两行滚烫的眼泪,毫无征兆地从她的眼角滑落,滴落在她真丝睡裙的锁骨处。

但她没有伸手去擦。

她突然猛然伸出双臂,像一头护食的母狮一样,用尽全力死死地将跪在床边的我,一把揽进了她的怀里!

她把我抱得极紧,双臂像铁箍一样勒着我的脖子,仿佛要把我整个人生生地揉碎了,融进她的骨血里。

她仿佛在用这种炽热而粗暴的拥抱,来确认我这个曾经随时会因为恐惧而逃跑的懦夫,终于彻彻底底地、死心塌地地将灵魂的钥匙交到了她的手上。

“你这个傻瓜……你这个无药可救的大变态……”

苏媚把脸死死地埋在我的脖颈处,滚烫的眼泪瞬间湿润了我的皮肤。

她的声音带着一丝压抑不住的哽咽,却又透着一种无比坚定、仿佛能劈开一切荆棘的强大力量。

“既然你已经做出了决定……既然你心甘情愿地把那条锁链的另一头交到了我的手里……”

苏媚微微松开我,双手用力捧着我的脸颊,将我的脸拉向她。

她的额头死死地抵住我的额头,两个人的呼吸在这个狭小私密的空间里剧烈地交融。

她的眼神在昏暗的灯光下显得亮烈而疯狂。那是属于顶级妻主的绝对威严,更是属于一个妻子为了丈夫不顾一切的绝对偏爱。

她看着我的眼睛,一字一顿地、郑重其事地,许下了那个关于未来的终极诺言:

“那我向你保证。只要这是你内心深处最想要的深渊,我会陪你,一条路走到黑!”

“我,会陪你玩到底!”

“轰——”

这句简单、甚至有些残酷的话语,却像是一句最神圣的咒语,彻底抚平了我灵魂深处最后的一丝战栗和不安。

没有指责我的变态,没有鄙夷我的下贱。

她不仅接纳了我的扭曲,甚至愿意为了我,在现实与禁忌的悬崖边上,做那个永远拿着鞭子、却也永远护着我的引路人。

“谢谢老婆……谢谢……主人。”

在极度的情绪激荡下,我十分自然地、没有任何违和感地,在这间传统的次卧里,第一次当着她的面,喊出了那个象征着绝对心理臣服的称呼。

听到“主人”这两个字,苏媚的身体明显颤抖了一下。

她眼角的泪水还未干涸,嘴角却已经迷人且不可遏制地勾起了一抹危险而高傲的弧度。

她没有任何抗拒,坦然地接受了这个将她推上神坛的称呼。

我们在这间充满了少女时代回忆的老卧室里,在长辈和女儿熟睡的同一个屋檐下,紧紧地、近乎病态地相拥在一起。

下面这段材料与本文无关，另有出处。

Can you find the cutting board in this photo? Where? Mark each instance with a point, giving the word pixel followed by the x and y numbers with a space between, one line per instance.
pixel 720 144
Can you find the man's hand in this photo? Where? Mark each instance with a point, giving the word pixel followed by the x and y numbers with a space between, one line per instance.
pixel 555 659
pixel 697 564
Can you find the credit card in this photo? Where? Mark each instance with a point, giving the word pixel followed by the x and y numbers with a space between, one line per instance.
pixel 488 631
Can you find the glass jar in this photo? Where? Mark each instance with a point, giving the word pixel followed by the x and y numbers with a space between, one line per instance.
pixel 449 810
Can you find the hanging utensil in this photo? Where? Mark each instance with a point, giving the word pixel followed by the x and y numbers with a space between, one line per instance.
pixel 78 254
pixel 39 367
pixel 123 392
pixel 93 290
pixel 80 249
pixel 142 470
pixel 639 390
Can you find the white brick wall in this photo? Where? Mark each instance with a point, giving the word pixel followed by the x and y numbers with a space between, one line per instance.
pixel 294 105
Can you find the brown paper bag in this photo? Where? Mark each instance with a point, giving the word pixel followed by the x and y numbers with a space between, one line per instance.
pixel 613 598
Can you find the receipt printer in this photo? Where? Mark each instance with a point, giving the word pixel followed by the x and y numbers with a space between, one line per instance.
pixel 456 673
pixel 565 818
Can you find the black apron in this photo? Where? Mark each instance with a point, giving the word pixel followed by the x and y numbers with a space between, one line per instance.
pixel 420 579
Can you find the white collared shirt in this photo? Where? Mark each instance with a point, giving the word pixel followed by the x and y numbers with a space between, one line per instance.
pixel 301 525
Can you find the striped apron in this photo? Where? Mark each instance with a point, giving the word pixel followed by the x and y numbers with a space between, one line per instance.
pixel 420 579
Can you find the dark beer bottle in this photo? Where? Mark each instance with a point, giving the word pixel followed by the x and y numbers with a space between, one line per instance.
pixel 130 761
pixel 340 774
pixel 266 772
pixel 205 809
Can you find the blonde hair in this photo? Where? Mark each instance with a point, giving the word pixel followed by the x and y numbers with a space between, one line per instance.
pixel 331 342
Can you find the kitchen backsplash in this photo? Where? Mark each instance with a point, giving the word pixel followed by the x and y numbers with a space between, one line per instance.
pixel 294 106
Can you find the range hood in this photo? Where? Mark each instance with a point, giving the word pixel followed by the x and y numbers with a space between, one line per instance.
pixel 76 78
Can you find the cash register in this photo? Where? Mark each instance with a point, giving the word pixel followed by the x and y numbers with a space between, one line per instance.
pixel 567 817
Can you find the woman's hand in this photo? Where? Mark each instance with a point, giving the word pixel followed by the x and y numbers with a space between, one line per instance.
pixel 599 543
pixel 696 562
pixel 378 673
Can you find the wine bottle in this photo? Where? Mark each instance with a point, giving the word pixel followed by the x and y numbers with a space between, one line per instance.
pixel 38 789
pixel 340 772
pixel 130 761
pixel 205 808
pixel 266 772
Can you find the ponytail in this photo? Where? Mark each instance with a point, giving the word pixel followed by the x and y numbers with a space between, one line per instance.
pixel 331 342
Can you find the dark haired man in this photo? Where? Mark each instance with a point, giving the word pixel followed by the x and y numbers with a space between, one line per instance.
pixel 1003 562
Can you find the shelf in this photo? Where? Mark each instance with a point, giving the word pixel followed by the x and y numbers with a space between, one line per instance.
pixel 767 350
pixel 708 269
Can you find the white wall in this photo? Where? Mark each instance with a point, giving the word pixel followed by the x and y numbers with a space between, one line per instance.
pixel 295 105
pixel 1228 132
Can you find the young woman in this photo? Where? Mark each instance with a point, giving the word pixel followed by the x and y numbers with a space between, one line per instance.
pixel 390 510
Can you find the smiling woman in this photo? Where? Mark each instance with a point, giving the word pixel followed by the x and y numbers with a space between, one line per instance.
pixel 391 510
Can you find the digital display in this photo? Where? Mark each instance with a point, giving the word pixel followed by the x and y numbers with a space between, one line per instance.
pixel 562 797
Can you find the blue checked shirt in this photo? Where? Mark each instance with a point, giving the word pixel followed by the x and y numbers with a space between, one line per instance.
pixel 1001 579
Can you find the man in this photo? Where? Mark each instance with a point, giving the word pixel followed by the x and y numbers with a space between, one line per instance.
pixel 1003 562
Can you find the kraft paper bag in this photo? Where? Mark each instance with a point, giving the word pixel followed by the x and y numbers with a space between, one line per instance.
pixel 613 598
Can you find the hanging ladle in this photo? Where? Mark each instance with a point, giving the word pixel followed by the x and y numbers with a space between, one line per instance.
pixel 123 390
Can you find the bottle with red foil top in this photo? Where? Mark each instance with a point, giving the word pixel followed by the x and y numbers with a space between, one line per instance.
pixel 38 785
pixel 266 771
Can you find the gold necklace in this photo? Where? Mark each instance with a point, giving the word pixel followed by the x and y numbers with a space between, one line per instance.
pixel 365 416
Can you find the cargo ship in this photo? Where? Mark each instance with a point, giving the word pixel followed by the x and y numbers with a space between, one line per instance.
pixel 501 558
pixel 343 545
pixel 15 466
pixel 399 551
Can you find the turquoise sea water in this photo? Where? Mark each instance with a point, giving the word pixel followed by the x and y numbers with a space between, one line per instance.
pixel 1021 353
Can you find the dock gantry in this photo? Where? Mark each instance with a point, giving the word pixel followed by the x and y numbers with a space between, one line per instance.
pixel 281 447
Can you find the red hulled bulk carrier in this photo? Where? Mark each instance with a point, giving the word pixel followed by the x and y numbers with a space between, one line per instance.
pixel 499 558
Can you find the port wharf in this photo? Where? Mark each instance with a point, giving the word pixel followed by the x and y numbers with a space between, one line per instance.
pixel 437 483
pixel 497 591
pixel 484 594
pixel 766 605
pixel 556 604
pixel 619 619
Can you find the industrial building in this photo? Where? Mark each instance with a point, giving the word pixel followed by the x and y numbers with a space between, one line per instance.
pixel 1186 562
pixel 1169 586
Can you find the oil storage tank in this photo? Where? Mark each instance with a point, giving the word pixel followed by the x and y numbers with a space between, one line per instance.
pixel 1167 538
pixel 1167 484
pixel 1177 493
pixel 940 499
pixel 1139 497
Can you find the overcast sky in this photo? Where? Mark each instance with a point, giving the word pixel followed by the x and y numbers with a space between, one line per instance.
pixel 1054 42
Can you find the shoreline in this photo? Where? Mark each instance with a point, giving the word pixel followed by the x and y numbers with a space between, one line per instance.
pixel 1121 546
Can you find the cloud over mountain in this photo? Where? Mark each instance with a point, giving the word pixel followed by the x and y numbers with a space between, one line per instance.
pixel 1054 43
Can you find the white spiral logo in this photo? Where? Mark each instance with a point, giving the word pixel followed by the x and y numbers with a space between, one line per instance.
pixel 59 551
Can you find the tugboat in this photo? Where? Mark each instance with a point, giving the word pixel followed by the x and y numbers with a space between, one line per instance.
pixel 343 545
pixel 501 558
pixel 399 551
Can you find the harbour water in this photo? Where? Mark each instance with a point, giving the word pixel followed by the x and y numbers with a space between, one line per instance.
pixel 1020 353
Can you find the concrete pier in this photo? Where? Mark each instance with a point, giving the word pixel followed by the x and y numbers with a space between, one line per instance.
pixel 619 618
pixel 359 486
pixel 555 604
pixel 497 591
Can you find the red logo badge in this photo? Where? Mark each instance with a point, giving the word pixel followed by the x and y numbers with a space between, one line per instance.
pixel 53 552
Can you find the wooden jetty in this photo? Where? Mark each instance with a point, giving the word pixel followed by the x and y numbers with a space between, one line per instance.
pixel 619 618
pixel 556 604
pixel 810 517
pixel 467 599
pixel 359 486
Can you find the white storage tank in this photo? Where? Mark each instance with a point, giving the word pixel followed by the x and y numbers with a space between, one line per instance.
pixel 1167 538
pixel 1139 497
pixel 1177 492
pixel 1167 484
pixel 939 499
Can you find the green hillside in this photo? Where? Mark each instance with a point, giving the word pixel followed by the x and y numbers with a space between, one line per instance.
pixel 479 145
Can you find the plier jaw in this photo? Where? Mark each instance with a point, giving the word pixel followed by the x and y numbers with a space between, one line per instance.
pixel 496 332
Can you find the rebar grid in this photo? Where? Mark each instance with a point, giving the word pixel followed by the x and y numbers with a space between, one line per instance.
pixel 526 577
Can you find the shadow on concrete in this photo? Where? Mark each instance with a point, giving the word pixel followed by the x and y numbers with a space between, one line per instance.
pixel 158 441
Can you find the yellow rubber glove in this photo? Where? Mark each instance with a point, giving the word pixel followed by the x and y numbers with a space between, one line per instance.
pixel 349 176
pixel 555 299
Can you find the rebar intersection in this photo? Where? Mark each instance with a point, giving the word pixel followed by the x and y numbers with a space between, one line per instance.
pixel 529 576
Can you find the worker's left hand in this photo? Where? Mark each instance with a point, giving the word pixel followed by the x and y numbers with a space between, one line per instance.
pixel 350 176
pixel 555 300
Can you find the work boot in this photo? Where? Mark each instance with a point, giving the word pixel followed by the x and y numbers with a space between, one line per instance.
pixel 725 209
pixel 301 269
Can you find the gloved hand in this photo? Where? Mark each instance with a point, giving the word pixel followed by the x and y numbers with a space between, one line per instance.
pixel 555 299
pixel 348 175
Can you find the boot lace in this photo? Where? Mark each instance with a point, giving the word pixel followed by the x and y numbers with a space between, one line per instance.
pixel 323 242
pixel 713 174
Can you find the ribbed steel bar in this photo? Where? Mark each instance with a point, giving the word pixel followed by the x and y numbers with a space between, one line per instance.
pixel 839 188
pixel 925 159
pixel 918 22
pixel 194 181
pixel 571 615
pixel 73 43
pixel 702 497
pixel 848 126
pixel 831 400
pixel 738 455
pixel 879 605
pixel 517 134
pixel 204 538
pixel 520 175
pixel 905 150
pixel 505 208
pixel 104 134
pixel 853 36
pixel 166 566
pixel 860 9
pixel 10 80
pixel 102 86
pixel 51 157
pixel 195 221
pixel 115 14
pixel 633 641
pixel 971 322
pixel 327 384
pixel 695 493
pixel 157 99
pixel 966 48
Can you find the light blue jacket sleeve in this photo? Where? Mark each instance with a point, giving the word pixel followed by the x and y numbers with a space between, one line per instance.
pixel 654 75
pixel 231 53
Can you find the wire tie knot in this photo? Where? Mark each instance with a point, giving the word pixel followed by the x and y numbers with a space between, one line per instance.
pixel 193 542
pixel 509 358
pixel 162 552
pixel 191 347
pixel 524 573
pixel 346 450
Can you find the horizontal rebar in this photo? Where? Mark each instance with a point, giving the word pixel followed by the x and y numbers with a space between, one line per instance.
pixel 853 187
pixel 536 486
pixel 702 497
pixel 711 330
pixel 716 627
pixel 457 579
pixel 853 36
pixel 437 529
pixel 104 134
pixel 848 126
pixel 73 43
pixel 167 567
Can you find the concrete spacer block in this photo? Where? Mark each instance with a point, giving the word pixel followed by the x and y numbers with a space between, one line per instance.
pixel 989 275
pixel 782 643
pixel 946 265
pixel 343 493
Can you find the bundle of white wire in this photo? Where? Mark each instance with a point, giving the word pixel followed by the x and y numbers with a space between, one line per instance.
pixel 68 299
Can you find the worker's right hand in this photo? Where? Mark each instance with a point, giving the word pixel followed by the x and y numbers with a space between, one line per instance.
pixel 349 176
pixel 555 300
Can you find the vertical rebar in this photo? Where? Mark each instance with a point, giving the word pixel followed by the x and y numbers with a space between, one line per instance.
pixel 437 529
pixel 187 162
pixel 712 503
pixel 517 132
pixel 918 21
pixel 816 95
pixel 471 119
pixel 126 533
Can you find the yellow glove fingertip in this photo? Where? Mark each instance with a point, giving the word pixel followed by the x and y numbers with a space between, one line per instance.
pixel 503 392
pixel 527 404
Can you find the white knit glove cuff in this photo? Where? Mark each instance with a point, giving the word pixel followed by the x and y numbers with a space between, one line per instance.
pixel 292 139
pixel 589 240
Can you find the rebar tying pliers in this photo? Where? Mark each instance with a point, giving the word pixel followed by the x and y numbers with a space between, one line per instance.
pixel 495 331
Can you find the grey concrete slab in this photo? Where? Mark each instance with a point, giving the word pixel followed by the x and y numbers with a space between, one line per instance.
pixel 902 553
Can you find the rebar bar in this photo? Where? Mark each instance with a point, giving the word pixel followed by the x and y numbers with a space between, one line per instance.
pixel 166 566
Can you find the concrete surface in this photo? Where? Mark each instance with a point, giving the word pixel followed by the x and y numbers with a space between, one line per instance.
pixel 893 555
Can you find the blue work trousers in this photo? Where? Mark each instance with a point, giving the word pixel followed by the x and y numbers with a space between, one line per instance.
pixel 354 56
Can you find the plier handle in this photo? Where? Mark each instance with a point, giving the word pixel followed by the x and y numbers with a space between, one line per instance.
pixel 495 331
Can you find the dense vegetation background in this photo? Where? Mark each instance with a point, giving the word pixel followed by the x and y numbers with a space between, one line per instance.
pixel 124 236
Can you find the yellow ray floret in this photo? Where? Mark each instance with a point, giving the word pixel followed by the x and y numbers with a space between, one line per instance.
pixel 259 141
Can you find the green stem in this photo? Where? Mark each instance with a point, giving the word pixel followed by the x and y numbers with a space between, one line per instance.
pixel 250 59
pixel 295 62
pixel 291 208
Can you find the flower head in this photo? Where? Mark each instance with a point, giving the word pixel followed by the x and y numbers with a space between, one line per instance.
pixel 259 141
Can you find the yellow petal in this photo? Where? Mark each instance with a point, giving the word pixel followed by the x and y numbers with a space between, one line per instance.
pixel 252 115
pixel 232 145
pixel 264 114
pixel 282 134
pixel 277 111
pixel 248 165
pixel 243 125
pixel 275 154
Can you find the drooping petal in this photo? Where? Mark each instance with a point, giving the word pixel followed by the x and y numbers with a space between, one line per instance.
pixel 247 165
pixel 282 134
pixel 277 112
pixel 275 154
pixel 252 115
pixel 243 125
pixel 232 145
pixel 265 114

没有了猜忌的阴霾,彻底斩断了道德的枷锁。两颗被世俗绝对无法容忍的灵魂,在这一刻达到了前所未有的、扭曲却又无比稳固的契合与相融。

我们相拥着倒在床上,在无人知晓的耳语和粗重的喘息声中,展望着属于我们那疯狂、隐秘却又绝对安全的未来。

我知道,那本藏在她梳妆台抽屉里的黑色《计划书》,即将在这座巨大的城市里,在苏媚的绝对掌控下,一页一页地,为我翻开那些足以让我彻底陷入癫狂的新篇章。

而我,将作为她最忠诚的信徒、最卑微的奴隶,满怀期待地、跪在地上迎接她每一次温柔却残忍的赐予。